The EPR (European Platform for Rehabilitation), the network of the leading providers of services to people with disabilities commemorated their quarter-century milestone with three intense days of workshops, presentations, brainstorm sessions and informal meet-ups held at several Utrecht venues.
The delegates from all corners of Europe, from Portugal to Latvia, travelled to the city to discuss the most urgent matters of their organisations and for the users of their services, and to lay down the pathway for mutual collaboration in the next 25 years.
Facilitated by Peter Woodward, an experienced and passionate workshop leader who has been working for many years with the organisations that push forward the sustainable development agenda, the event was a runaway success. The conference participants had a chance to learn from case studies, ask questions to the panellists representing the leading European organisations that support people with disabilities, and to forge new connections and networks during round-the-table discussions and small workgroup sessions.
The conference formally opened with a keynote speech on Entrepreneurship in Social Rehabilitation from Zsolt Bugarszki, the lead of the Social Entrepreneurship MA programme at Tallinn University in Estonia. In his thought-provoking presentation he spoke about fostering and developing the inner capacity and drive for self-sufficient living amongst people with disabilities in the communities where the opportunities for government financial support are limited. He spoke about his experience of embracing “the digital economy” hype to provide network-building platforms and skills for both community-based service users and service providers. “Do you think this approach may work?” he asked the audience. The majority answered with an optimistic “yes”.
“Innovation” was the key theme for the rest the day. How to make the disability services “future-ready”? How to ensure that the most vulnerable members of society are not losing out in the economy that is becoming more and more reliant on automation and digital literacy? What are the unique opportunities that digital economies can create for people with disabilities? What are the legal frameworks required to provide the optimum support to the users of disability services and their families? And last but not least, what do the users themselves want? How can the service providers help them to feel wanted and accepted within their communities and to become active contributors and engaged citizens?
While there are no quick and easy solutions to these questions, the event was an overwhelmingly positive experience for its participants.
Seasoned EPR members welcomed the influx of fresh faces and ideas, while new joiners were eager to dip into the pool of shared expertise and knowledge. Q&A sessions prompted an open debate and reflection and stimulated mutual learning that will, no doubt, lead to more ideas, better initiatives and proposals, more efficient allocation of funding, and effective implementation of the existing policies and projects.

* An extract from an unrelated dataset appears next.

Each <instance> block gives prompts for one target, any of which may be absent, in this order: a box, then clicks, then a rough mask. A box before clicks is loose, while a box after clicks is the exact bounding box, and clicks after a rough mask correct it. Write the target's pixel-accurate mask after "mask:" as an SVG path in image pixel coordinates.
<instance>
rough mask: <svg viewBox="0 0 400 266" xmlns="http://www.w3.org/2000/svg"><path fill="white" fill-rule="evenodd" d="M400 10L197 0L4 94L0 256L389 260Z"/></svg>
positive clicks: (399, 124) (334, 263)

The second half of the day concluded with a Gala Dinner at Ottone in the evening, located inside a refurbished 19th century church on Kromme Nieuwegracht. There, in the heart of the city that is well-known for its passion for good deeds and better future for all members of the community, the discussions of the day continued in a much more relaxed atmosphere. The evening continued with heated but non-formal discussion and general socialising in the ballroom. Drinks and three course meals were provided to the distinguished guests accompanied by an enthusiastic musical four-man band. Highlights of the evening included a quiz and of course the awarding of the prizes for EPR members who had come up with the best ideas of how to tackle issues with regards to people and groups with disabilities.
Two members of EPR were nominated for second and third prize and they had the opportunity to present their concept to the audience; however first prize went to BFW Köln; one of the German members of EPR with their idea, ‘Go2Job’.
Go2Job offers a modular qualification programme that lasts for a period of up to 12 months. The programme starts with a 4 week profiling period where the goal is to identify job-related as well as private competencies that correlate with integration objectives. The occupational requirement profile of the identified integration objective is then matched with already present competencies.
We would like to take this opportunity to thank the EPR for choosing UtrechtCentral.com to cover their event. Also, special thanks goes out to the Secretary General for the EPR, Laura Jones and Alicia Gomez Campos; Policy, Communication and Project Officer at the EPR for their belief in our collaboration. We wish you all the best and hope that the EPR are able to create many good memories and bright ideas for the years to come.